BPF: Go frontend for execsnoop
TweetTue 26 October 2021
After reading Brendan Gregg's books about BPF I was excited to try and implement something in Go. At a first glance it turned out I would need to install LLVM, Clang, and kernel header dependencies to run a simple program. Fortunately BTF, CO-RE technologies eliminate those dependencies though kernel >=5.8 should be used.
Since I don't know C, I resorted to BCC libbpf-tools, from which I picked a few BPF C programs (tcpconnect.bpf.c, execsnoop.bpf.c) to write Go frontends. Below I will be focusing on execsnoop, and you can find my experiments at github.com/marselester/libbpf-tools.
Preparing the environment
First things first, I ran Ubuntu 21.04 in a virtual machine and installed Clang, Go.
﹪ cat > Vagrantfile <<CFG
Vagrant.configure("2") do |config|
    config.vm.box = "ubuntu/hirsute64"
end
CFG
﹪ vagrant up
﹪ vagrant ssh
﹩ sudo apt-get update
﹩ sudo apt-get install clang
﹩ sudo snap install go --classic
﹩ uname -nr
ubuntu-hirsute 5.11.0-37-generic
﹩ clang -v
Ubuntu clang version 12.0.0-3ubuntu1~21.04.2
Then I made sure the execsnoop program from BCC toolkit showed new processes
(it prints one line for every execve syscall),
so I could compare its output later with the Go implementation.
The ELF binary execsnoop was copied from a Docker container to the virtual machine as follows.

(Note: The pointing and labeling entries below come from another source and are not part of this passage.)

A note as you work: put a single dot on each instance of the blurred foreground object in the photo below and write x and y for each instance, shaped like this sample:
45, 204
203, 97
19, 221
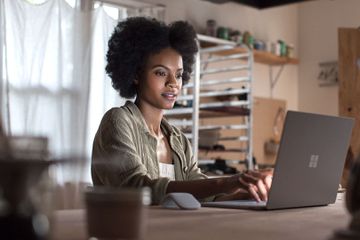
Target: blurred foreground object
117, 213
352, 204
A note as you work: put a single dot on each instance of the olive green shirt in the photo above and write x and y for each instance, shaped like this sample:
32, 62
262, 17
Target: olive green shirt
124, 153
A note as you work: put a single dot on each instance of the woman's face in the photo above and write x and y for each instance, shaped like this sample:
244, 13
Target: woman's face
161, 80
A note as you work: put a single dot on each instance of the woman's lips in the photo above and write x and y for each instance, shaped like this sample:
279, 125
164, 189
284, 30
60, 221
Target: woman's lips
169, 96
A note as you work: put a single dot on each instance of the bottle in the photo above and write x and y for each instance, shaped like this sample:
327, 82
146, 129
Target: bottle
211, 27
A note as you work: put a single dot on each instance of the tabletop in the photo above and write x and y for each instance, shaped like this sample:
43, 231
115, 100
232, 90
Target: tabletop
218, 223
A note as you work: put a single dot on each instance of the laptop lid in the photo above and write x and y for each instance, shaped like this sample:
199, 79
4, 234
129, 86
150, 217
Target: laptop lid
309, 164
310, 160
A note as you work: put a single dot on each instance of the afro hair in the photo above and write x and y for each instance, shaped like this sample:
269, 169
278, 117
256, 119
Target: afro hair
135, 39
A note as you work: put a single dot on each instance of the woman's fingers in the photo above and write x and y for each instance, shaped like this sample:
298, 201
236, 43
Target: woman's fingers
255, 185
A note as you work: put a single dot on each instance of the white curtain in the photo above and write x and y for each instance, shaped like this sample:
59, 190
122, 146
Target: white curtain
52, 71
46, 72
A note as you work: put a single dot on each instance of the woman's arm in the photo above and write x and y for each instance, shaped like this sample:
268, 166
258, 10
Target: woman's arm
256, 185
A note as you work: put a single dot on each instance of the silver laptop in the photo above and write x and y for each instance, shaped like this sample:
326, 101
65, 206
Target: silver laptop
309, 164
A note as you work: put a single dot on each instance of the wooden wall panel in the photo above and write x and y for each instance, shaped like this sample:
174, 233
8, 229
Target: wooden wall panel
349, 80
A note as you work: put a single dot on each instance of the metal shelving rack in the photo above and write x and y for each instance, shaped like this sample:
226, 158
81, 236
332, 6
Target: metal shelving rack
217, 51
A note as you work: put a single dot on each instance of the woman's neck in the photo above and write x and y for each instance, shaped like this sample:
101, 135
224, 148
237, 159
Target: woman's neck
152, 116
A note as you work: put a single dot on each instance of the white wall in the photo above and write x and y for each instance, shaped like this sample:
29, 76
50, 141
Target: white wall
269, 25
318, 37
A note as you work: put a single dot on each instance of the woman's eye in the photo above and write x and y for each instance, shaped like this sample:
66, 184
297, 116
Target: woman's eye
179, 76
160, 73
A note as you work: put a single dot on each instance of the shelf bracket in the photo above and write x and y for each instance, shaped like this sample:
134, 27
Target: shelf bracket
274, 80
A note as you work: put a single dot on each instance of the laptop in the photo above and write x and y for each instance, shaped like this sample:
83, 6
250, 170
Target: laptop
309, 163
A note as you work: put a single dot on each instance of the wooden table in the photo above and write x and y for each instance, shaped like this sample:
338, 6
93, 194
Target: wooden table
216, 223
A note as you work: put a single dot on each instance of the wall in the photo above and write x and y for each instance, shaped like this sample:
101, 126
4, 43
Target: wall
318, 37
269, 25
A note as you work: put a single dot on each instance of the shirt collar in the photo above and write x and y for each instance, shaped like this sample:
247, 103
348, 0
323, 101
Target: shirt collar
139, 118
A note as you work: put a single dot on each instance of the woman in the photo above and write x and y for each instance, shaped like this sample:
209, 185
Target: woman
135, 145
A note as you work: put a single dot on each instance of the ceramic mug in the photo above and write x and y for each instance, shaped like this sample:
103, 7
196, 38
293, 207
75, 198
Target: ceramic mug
116, 213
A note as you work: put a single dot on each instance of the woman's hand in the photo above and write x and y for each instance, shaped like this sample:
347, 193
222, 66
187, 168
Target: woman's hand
256, 183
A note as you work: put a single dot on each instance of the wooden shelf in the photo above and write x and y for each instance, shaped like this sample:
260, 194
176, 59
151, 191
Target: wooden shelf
215, 112
259, 56
262, 56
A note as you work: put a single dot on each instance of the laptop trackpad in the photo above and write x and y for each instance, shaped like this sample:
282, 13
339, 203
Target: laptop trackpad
236, 204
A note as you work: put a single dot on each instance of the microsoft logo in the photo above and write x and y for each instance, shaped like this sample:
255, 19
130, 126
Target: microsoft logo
314, 160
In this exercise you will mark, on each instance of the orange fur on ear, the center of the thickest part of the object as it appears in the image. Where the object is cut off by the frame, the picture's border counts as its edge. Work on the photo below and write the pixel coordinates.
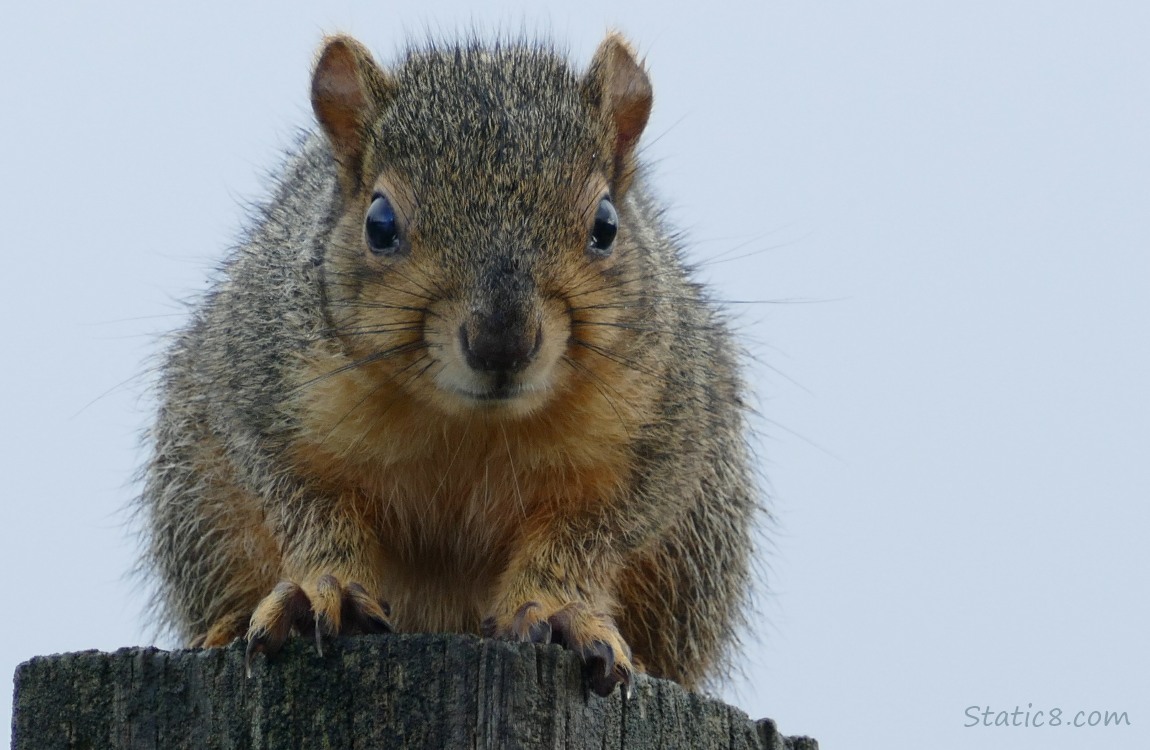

In case you wanted to build the image yourself,
here is a Dockerfile.
﹪ docker run --name libbpf marselester/libbpf-tools:latest
﹪ docker cp libbpf:/opt/execsnoop .
The execsnoop captured sshd and ls processes, nice!
﹩ sudo /vagrant/execsnoop
PCOMM            PID    PPID   RET ARGS
sshd             21254  832      0 /usr/sbin/sshd -D -R
ls               21361  21351    0 /usr/bin/ls --color=auto
It can be useful to check for short-lived processes that consume CPU resources, e.g., slow or failing application/container startup.
Embedding BPF in Go
My search for a BPF Go library stopped at github.com/cilium/ebpf since it had several examples to build upon, and folks from Cilium were very helpful.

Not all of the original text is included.